Nurture them up as a tender little vine is nursed and protected and encouraged to grow by every possible means available, until its little tendrils begin to fasten to the trellis that has been carefully constructed for its protection and beauty. By and by it will be strong and so completely grown to and interwoven with its support that it cannot be torn loose. At first it had to be bound up until it began to take hold for itself. Now we need have no fear; it holds fast by its own strength, a beautiful, well-trained vine. At first it was not disposed to take hold, but it was compelled to do so. It wanted to grow down and creep out on the ground and take hold of everything else but what you desired it to. It would have been down and tangled up and trampled on and soiled, a real dissatisfaction and disappointment. But you designed it otherwise, and now it pleases you well. We also are very careful to see that our little trees grow straight. If they are disposed to lean or grow crooked, we bend them up and bind them to a stake and compel them to grow as we desire. They yield to our desire in this manner, and bring satisfaction to us for our pains. Just so it will be with our dear little one if we give it the proper training.

Someone has objected to such training because of its compulsory appearance, and has gravely said, “You can lead a horse to water, but you cannot make him drink.” Well, the reason why you cannot make him drink is that he is not thirsty. If you are careful not to let him drink anywhere else, he will get thirsty in a very little while and will drink with relish. You must not let him drink at places where he will get water that is impure, but keep him at the pure fountain. He must drink somewhere, and you will soon be pleased to see him drink the pure water.

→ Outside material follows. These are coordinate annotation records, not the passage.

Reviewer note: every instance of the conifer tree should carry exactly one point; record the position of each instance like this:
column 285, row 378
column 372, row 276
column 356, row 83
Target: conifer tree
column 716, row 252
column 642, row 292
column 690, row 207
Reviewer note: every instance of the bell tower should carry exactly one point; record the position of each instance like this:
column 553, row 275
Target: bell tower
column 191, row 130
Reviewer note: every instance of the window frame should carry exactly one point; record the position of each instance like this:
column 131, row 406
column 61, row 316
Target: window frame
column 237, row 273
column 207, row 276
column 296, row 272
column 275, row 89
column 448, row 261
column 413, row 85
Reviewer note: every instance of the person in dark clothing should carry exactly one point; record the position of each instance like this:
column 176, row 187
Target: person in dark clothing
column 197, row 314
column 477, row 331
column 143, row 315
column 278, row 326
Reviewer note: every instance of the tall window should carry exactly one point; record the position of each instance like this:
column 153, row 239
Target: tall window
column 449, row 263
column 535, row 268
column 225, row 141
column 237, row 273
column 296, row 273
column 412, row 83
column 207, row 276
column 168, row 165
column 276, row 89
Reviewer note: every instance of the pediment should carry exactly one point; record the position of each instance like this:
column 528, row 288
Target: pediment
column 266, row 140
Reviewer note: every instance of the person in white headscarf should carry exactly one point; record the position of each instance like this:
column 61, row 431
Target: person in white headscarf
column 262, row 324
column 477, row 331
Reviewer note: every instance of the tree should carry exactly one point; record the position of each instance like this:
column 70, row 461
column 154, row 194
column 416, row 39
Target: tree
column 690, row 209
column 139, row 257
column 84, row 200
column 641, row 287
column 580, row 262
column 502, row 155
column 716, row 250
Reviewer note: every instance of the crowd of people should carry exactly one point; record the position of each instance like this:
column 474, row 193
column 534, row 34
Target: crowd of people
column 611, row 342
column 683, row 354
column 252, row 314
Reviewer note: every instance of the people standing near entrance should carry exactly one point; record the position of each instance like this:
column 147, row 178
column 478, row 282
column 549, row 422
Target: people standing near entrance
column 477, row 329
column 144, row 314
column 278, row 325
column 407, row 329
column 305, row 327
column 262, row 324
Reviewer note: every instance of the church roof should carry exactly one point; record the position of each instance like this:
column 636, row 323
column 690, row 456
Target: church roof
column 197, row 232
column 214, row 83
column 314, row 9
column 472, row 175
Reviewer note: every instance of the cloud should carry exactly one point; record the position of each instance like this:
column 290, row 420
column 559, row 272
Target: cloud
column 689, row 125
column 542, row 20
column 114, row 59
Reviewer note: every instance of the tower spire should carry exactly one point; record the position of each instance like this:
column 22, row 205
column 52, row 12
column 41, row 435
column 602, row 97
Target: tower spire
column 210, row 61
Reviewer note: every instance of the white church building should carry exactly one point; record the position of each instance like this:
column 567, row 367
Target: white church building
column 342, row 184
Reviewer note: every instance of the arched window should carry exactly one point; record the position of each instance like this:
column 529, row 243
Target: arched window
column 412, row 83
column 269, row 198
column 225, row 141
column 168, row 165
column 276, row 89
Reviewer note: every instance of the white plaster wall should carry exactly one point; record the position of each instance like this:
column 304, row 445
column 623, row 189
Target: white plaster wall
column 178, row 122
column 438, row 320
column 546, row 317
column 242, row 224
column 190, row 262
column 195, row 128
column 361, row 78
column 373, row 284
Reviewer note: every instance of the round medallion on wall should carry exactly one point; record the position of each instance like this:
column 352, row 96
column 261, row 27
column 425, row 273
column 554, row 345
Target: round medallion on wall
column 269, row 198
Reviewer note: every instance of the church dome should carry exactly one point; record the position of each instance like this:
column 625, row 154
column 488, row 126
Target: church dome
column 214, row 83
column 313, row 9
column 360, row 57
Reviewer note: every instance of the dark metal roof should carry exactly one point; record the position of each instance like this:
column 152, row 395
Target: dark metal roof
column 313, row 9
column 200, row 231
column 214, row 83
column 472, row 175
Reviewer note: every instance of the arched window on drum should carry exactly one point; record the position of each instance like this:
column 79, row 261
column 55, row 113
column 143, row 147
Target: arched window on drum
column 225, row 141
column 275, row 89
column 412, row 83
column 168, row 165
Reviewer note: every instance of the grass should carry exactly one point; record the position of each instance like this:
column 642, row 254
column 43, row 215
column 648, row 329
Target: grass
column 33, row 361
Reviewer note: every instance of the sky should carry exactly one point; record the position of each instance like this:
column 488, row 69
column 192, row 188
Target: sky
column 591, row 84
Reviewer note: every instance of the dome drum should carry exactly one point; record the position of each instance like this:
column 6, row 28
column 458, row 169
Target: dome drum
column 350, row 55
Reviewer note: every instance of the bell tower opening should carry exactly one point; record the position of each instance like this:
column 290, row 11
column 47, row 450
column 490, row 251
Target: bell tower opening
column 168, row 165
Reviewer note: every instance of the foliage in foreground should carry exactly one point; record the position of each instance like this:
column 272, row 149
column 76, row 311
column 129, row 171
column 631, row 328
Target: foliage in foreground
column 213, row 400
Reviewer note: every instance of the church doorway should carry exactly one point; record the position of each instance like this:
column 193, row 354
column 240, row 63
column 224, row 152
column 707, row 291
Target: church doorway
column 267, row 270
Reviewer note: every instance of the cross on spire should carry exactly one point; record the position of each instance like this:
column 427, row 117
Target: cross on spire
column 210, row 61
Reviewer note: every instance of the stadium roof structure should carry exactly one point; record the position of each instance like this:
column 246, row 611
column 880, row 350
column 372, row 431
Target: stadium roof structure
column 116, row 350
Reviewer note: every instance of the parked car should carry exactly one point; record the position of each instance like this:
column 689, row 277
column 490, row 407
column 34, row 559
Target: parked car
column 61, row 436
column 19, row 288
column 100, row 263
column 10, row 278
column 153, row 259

Your child must thus be protected from impure things by actual compulsion. Then it will become hungry for something; and by your careful judgment, it will learn to relish the pure, the good, and the holy, and grow up with a grateful heart to its loving parents, who so carefully protected it in those years when its own judgment was incapable of knowing what was clean or unclean.

Pure parents, a pure home, pure associates, pure literature, and pure influences in every respect, are a heritage belonging to every child born into the world.